The House of Representatives will not consider any legislation before the full body. Instead, House Committees will meet to conduct business. The Senate is in recess this week.
CUNA filed a comment letter with the National Credit Union Administration (NCUA) in supporting the proposed amendments to the credit union service organization (CUSO) rule.
The CUSO rule proposed by the NCUA Board would expand CUSO lending authority which would allow CUSOs to better serve credit union members by making loans that might be impracticable for some credit unions to make now or in the future. Furthermore, the proposed changes to the adding permissible CUSO activities process represents smart rulemaking that increases the NCUA’s agility in considering and approving future permissible activities by CUSOs.

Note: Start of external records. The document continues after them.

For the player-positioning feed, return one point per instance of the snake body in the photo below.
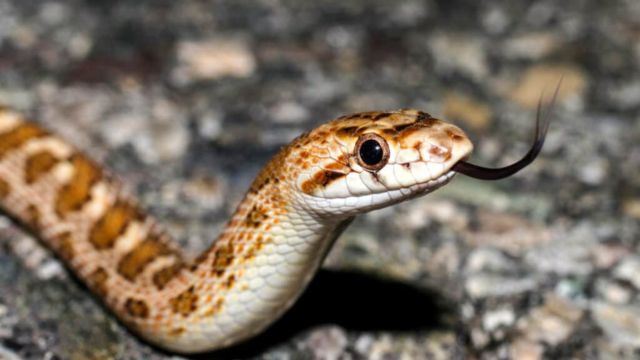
(269, 250)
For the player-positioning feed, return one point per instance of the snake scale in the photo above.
(271, 247)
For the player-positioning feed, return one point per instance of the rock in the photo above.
(472, 112)
(621, 324)
(494, 319)
(552, 323)
(526, 350)
(537, 78)
(327, 343)
(531, 46)
(210, 59)
(480, 286)
(289, 112)
(462, 53)
(612, 292)
(508, 232)
(488, 259)
(631, 207)
(629, 270)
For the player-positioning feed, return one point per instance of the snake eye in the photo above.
(372, 151)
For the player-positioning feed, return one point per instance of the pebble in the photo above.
(552, 323)
(531, 46)
(612, 292)
(526, 350)
(545, 77)
(289, 112)
(480, 286)
(631, 207)
(488, 259)
(494, 319)
(621, 324)
(211, 59)
(629, 270)
(461, 53)
(507, 231)
(476, 114)
(327, 343)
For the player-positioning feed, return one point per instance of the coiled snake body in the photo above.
(269, 250)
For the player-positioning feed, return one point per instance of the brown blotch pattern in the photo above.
(134, 262)
(4, 189)
(16, 137)
(78, 191)
(163, 276)
(98, 279)
(113, 224)
(177, 331)
(217, 306)
(32, 216)
(223, 257)
(38, 165)
(137, 308)
(320, 179)
(64, 245)
(256, 217)
(185, 303)
(381, 115)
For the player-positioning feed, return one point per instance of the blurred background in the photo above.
(186, 100)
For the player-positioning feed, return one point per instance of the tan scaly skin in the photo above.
(271, 247)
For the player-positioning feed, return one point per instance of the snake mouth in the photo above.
(542, 125)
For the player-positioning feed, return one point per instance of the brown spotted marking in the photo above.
(230, 281)
(134, 262)
(177, 331)
(215, 308)
(32, 216)
(347, 131)
(39, 164)
(256, 217)
(64, 244)
(98, 279)
(137, 308)
(223, 257)
(380, 116)
(423, 116)
(454, 135)
(4, 189)
(78, 191)
(320, 180)
(18, 136)
(439, 152)
(163, 276)
(113, 224)
(185, 303)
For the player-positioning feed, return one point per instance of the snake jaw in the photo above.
(542, 125)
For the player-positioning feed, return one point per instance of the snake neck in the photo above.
(249, 276)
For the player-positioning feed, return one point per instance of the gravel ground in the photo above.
(187, 99)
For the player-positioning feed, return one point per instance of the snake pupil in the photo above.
(371, 152)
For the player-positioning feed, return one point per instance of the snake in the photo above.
(271, 247)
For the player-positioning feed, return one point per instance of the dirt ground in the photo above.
(185, 100)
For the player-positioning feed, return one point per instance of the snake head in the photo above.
(369, 160)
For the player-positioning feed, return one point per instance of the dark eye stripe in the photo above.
(372, 152)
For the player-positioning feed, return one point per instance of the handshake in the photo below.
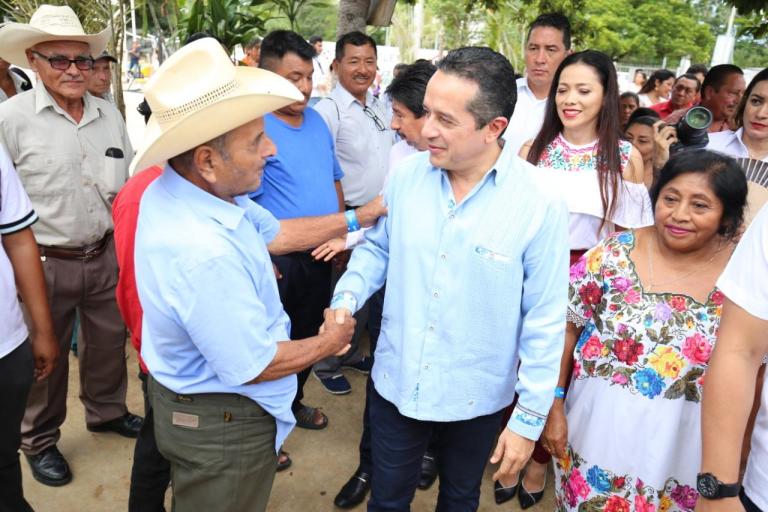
(337, 330)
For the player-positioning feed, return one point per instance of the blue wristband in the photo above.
(352, 224)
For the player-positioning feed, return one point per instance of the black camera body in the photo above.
(692, 130)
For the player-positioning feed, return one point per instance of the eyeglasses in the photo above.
(62, 63)
(372, 115)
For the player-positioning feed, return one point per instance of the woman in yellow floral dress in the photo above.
(642, 322)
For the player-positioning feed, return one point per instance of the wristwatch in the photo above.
(711, 488)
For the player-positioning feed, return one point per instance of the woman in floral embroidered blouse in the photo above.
(599, 175)
(642, 322)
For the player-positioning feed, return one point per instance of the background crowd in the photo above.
(547, 268)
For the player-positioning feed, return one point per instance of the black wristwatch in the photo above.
(711, 488)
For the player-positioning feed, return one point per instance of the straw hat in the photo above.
(48, 23)
(198, 94)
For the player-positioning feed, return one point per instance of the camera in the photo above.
(692, 130)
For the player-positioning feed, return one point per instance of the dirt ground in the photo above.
(322, 460)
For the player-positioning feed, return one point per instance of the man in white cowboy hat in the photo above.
(71, 151)
(215, 337)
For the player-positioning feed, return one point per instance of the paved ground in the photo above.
(323, 460)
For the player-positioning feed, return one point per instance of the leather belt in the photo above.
(76, 253)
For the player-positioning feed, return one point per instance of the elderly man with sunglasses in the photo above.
(72, 152)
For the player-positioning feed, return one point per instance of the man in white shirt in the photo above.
(407, 93)
(548, 43)
(320, 72)
(730, 383)
(359, 125)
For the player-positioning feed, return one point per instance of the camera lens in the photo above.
(698, 118)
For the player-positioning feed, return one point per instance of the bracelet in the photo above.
(352, 224)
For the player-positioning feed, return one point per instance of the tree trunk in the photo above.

CUNA filed comments in response to the FCC’s Public Notice seeking information on experiences with call blocking. The FCC is seeking the information to prepare its second report to Congress as required by the TRACED Act. In the comment, CUNA describes credit unions’ experiences with calls being wrongfully blocked, mislabeled, and attempts to redress these issues with service providers. It discusses the difficulty of identifying these issues on outgoing calls, and the varying levels of success in fixing the problems. CUNA also urges the FCC to address the sufficiency of call blocking analytics used by service providers and to provide redress for call labeling.